Чеховская «правда жизни» (равно как адекватная трактовка чеховского текста), которой мы вроде бы только что овладели, мгновенно исчезает, как хитрая и сильная рыба, оставившая в дураках ухватившего ее за жабры и от того преисполнившегося довольством барина. «Налим вдруг неожиданно делает резкое движение хвостом вверх, и рыболовы слышат сильный плеск… Все растопыривают руки, но уже поздно; налим – поминай как звали». Или становится излишней бессмыслицей, как прозвание мастера заговаривать зубную боль, которое приказчик вспомнил после того, как недужный прибег к помощи доктора. «– Накося! – сказал генерал с презрением и поднес к лицу его два кукиша. – Не нужно мне теперь твоей лошадиной фамилии! Накося!» Реникса, сиречь чепуха. Она же – тарарабумбия. Никто не знает настоящей правды. И знать не хочет.
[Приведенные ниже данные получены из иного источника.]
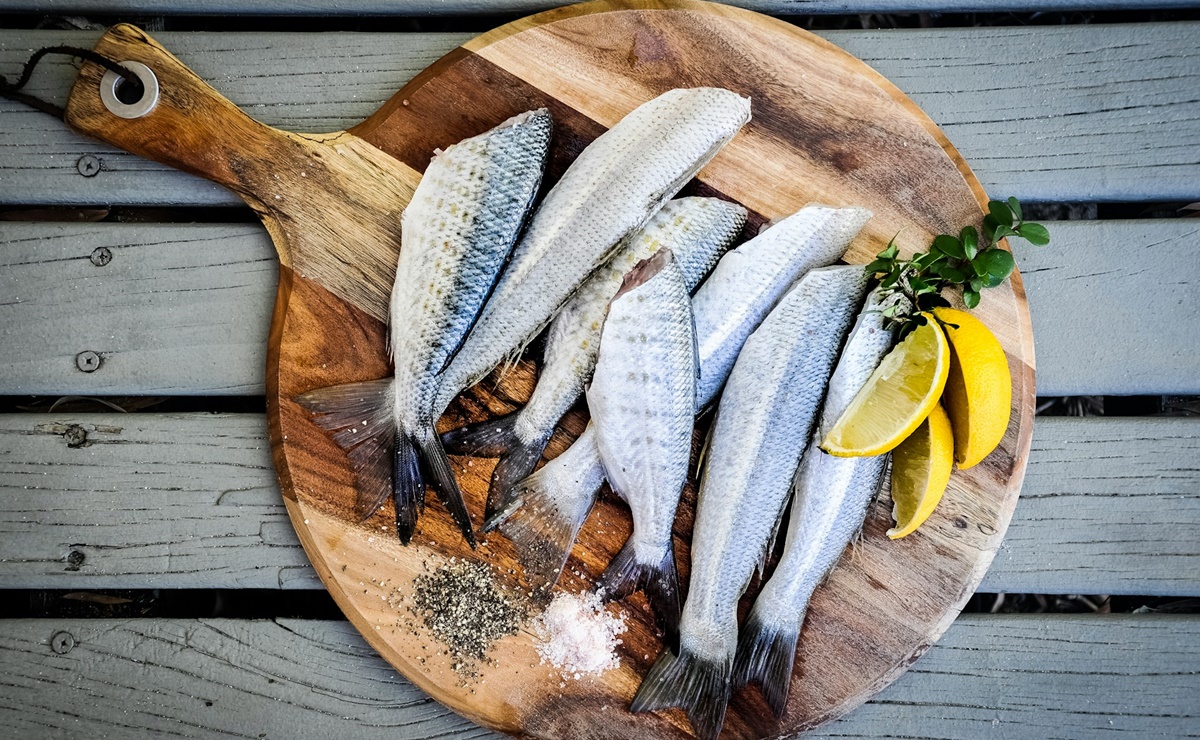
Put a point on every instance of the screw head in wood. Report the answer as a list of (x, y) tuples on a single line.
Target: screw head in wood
[(89, 166), (61, 643), (88, 361), (101, 256)]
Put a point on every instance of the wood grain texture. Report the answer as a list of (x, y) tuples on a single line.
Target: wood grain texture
[(802, 90), (444, 7), (139, 311), (331, 202), (1109, 506), (1096, 112), (1014, 677), (880, 609)]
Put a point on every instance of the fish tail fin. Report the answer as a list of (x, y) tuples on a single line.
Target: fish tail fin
[(498, 438), (359, 416), (407, 487), (657, 576), (543, 518), (766, 654), (700, 686), (441, 477)]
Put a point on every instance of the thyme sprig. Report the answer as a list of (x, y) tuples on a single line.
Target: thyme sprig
[(970, 262)]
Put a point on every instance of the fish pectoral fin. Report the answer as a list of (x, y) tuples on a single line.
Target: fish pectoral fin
[(701, 686), (498, 438), (436, 467), (765, 656), (360, 419)]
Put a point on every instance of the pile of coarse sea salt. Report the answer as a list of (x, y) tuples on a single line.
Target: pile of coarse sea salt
[(579, 636)]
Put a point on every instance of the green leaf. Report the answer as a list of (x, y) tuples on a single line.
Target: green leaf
[(953, 274), (1001, 212), (970, 241), (1033, 233), (891, 278), (989, 227), (927, 259), (1015, 205), (931, 300), (997, 263), (948, 245)]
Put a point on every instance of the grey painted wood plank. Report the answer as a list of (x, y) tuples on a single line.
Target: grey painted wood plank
[(1109, 506), (1047, 113), (1095, 295), (491, 7), (1018, 677), (180, 308), (185, 308)]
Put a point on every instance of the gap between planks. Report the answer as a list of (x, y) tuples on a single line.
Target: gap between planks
[(185, 308), (497, 7), (1062, 677), (1110, 505), (1091, 112)]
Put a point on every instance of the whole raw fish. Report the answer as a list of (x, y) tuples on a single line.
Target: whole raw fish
[(697, 230), (642, 404), (771, 402), (611, 190), (546, 510), (456, 234), (831, 499)]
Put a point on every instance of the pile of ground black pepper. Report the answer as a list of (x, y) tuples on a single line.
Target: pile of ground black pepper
[(466, 608)]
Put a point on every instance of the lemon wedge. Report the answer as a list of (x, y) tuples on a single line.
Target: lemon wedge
[(921, 469), (979, 387), (898, 396)]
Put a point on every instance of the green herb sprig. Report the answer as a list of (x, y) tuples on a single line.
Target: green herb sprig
[(970, 262)]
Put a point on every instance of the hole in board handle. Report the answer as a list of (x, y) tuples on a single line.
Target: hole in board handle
[(124, 100)]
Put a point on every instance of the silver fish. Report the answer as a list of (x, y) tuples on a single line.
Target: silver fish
[(545, 511), (697, 230), (605, 196), (831, 499), (456, 235), (771, 401), (642, 404)]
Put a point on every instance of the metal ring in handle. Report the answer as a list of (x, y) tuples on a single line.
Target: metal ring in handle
[(130, 110)]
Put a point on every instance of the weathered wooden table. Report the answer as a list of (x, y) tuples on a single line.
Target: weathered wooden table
[(185, 500)]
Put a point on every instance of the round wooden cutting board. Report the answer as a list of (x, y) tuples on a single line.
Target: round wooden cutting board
[(826, 128)]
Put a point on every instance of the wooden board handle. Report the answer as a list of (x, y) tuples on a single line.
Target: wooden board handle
[(192, 127), (331, 202)]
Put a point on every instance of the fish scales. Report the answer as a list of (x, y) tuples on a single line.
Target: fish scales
[(546, 511), (831, 498), (697, 230), (642, 405), (456, 234), (609, 192), (771, 401)]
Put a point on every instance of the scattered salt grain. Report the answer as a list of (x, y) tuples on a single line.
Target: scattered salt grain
[(577, 635)]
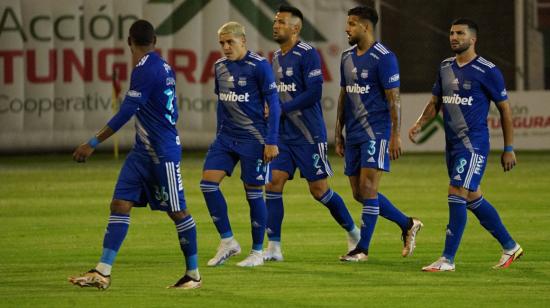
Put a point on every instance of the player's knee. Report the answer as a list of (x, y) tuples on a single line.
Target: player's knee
[(179, 215), (316, 192), (121, 207), (368, 191), (358, 197)]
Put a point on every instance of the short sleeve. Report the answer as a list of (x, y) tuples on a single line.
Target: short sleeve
[(266, 79), (342, 77), (494, 84), (141, 85), (436, 89), (312, 68), (388, 71)]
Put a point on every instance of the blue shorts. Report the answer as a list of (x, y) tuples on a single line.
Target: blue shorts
[(310, 159), (369, 154), (466, 168), (224, 154), (142, 181)]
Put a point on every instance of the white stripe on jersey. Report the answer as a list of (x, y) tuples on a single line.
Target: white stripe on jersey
[(381, 155), (172, 188), (304, 46), (471, 168), (485, 62), (323, 153), (381, 48), (143, 60)]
Под впечатлением от рассказа Буркина о жизни и смерти «человека в футляре» Иван Иваныч разражается взволнованным (почти шекспировским) монологом: «Видеть и слышать, как лгут <…> и тебя же называют дураком за то, что ты терпишь эту ложь; сносить обиды, унижения, не сметь открыто заявить, что ты на стороне честных, свободных людей, и самому лгать из-за куска хлеба, из-за теплого угла, из-за какого-нибудь чинишка, которому грош цена, – нет, больше так жить невозможно!» И Буркин, так глубоко и точно поведавший о трагедии «футлярности», о ее общечеловеческом (а отнюдь не только социальном) плане, согласно своей фамилии буркает: «– Ну, уж это вы из другой оперы…». А другой – той же самой! – опере Ивана Иваныча внимает вполуха. «Когда из золотых рам глядели генералы и дамы, которые в сумерках казались живыми, слушать рассказ про беднягу чиновника, который ел крыжовник, было скучно. Хотелось почему-то говорить и слушать про изящных людей, про женщин. И то, что сидели они в гостиной, где всё – и люстра в чехле, и кресла, и ковры под ногами – говорило, что здесь когда-то ходили, сидели, пили чай вот эти самые люди, которые глядели теперь из рам, и то, что здесь теперь бесшумно ходила красивая Пелагея, – это было лучше всяких рассказов». В том числе того, на который неясным образом спровоцировала гостеприимца Алехина история про чиновника, удоволенного крыжовником.